The present disclosure will now be described with reference to the figures, which in embodiments relate to an interactive robot for providing interactive responses and social companionship to children or others. It is understood that the present technology may be embodied in many different forms and should not be construed as being limited to the embodiments set forth herein. Rather, these embodiments are provided so that this disclosure will be thorough and complete and will fully convey the technology to those skilled in the art. Indeed, the technology is intended to cover alternatives, modifications and equivalents of these embodiments, which are included within the scope and spirit of the technology as defined by the appended claims. Furthermore, in the following detailed description of the present technology, numerous specific details are set forth in order to provide a thorough understanding of the present technology. However, it will be clear to those of ordinary skill in the art that the present technology may be practiced without such specific details.


The terms “top” and “bottom,” “upper” and “lower” and “vertical” and “horizontal” as may be used herein are by way of example and illustrative purposes only, and are not meant to limit the description of the technology inasmuch as the referenced item can be exchanged in position and orientation. Also, as used herein, the terms “substantially,” “approximately” and/or “about” mean that the specified dimension or parameter may be varied within an acceptable manufacturing tolerance for a given application.

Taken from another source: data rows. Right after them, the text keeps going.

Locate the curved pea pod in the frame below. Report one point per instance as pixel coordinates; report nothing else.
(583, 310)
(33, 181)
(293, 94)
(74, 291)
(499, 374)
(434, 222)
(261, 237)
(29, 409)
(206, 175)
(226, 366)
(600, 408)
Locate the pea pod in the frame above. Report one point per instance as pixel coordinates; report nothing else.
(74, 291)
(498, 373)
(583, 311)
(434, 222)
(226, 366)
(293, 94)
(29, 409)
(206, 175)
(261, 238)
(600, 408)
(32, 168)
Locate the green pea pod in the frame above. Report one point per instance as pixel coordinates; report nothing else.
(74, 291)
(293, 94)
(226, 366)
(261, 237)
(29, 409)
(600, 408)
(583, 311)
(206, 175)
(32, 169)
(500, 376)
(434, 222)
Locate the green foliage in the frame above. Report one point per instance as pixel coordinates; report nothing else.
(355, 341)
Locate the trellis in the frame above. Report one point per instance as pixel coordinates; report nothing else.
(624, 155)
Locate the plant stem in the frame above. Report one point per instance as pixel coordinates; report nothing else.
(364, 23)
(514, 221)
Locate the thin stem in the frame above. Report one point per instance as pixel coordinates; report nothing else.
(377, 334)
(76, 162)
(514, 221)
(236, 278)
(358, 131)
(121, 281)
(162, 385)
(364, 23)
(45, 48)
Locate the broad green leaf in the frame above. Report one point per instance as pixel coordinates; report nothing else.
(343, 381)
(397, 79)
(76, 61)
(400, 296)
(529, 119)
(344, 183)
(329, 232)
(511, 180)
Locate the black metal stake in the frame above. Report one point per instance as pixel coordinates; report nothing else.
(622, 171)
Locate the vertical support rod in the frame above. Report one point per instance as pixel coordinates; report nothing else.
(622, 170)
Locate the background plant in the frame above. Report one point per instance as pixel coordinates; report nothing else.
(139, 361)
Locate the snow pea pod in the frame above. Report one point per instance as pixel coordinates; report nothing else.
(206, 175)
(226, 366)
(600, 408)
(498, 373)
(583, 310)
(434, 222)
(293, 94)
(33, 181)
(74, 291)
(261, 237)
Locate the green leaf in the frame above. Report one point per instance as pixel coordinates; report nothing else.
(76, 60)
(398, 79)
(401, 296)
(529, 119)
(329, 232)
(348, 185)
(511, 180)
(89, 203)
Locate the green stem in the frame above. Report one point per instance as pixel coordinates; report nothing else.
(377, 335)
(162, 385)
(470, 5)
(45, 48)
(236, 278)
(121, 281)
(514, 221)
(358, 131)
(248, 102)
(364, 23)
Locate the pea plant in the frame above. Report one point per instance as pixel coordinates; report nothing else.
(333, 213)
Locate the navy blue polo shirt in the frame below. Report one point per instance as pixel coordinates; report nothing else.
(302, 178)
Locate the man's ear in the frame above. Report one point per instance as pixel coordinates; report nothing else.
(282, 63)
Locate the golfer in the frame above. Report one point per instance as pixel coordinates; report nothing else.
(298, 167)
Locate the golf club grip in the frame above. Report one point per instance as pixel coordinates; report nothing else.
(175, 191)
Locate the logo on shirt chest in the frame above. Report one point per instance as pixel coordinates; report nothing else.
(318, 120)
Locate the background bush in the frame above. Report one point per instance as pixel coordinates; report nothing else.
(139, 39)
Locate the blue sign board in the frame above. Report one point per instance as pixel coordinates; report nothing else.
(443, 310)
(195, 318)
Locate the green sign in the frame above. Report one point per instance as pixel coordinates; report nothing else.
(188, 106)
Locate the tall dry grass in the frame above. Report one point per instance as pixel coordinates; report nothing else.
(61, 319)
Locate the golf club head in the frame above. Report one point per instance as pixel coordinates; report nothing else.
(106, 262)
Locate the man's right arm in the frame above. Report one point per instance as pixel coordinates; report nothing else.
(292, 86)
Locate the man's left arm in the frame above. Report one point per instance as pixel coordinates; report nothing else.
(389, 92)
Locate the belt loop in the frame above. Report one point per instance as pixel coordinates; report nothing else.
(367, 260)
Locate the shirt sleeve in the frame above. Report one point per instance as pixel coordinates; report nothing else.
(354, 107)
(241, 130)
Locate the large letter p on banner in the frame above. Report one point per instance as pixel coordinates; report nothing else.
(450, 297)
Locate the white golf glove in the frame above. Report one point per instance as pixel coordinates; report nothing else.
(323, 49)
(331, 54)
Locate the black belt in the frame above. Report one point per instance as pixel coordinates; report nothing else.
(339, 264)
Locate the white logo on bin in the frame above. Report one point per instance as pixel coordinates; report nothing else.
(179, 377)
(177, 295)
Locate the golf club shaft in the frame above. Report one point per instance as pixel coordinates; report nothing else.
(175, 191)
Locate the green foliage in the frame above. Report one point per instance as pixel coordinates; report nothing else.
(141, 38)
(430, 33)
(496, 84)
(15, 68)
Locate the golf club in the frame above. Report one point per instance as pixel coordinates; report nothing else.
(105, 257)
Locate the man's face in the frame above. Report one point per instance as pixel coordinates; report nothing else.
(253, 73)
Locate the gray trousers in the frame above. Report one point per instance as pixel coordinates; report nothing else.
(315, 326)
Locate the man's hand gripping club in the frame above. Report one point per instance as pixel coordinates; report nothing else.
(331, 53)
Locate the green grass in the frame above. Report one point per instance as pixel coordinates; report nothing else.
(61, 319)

In one embodiment, the acceptable manufacturing tolerance is ±2.5% of a given dimension.


Referring now to FIG. 1, there is shown a perspective view of a completed robot 100 in accordance with the present technology, including a base 102, torso 104, arms 106 and 108, and head 110. In embodiments, the torso, arms and head of robot 100 are anthropomorphic, though they need not be in further embodiments. The robot 100 is shown in Cartesian space including axes X, Y and Z. For example, the torso 104 is configured to pan (i.e., rotate about the z-axis) with one degree of freedom relative to the base 102. The arms 106, 108 may each be configured to tilt and/or roll (i.e., rotate about the y-axis and/or x axis, respectively) with two degrees of freedom relative to the torso 104. And the head 110 is configured to pan and/or tilt (i.e., rotate about the z-axis and/or y axis, respectively) with two degrees of freedom relative to the torso 104. The pan, tilt and roll of the various movable components of robot 100 are explained in greater detail below.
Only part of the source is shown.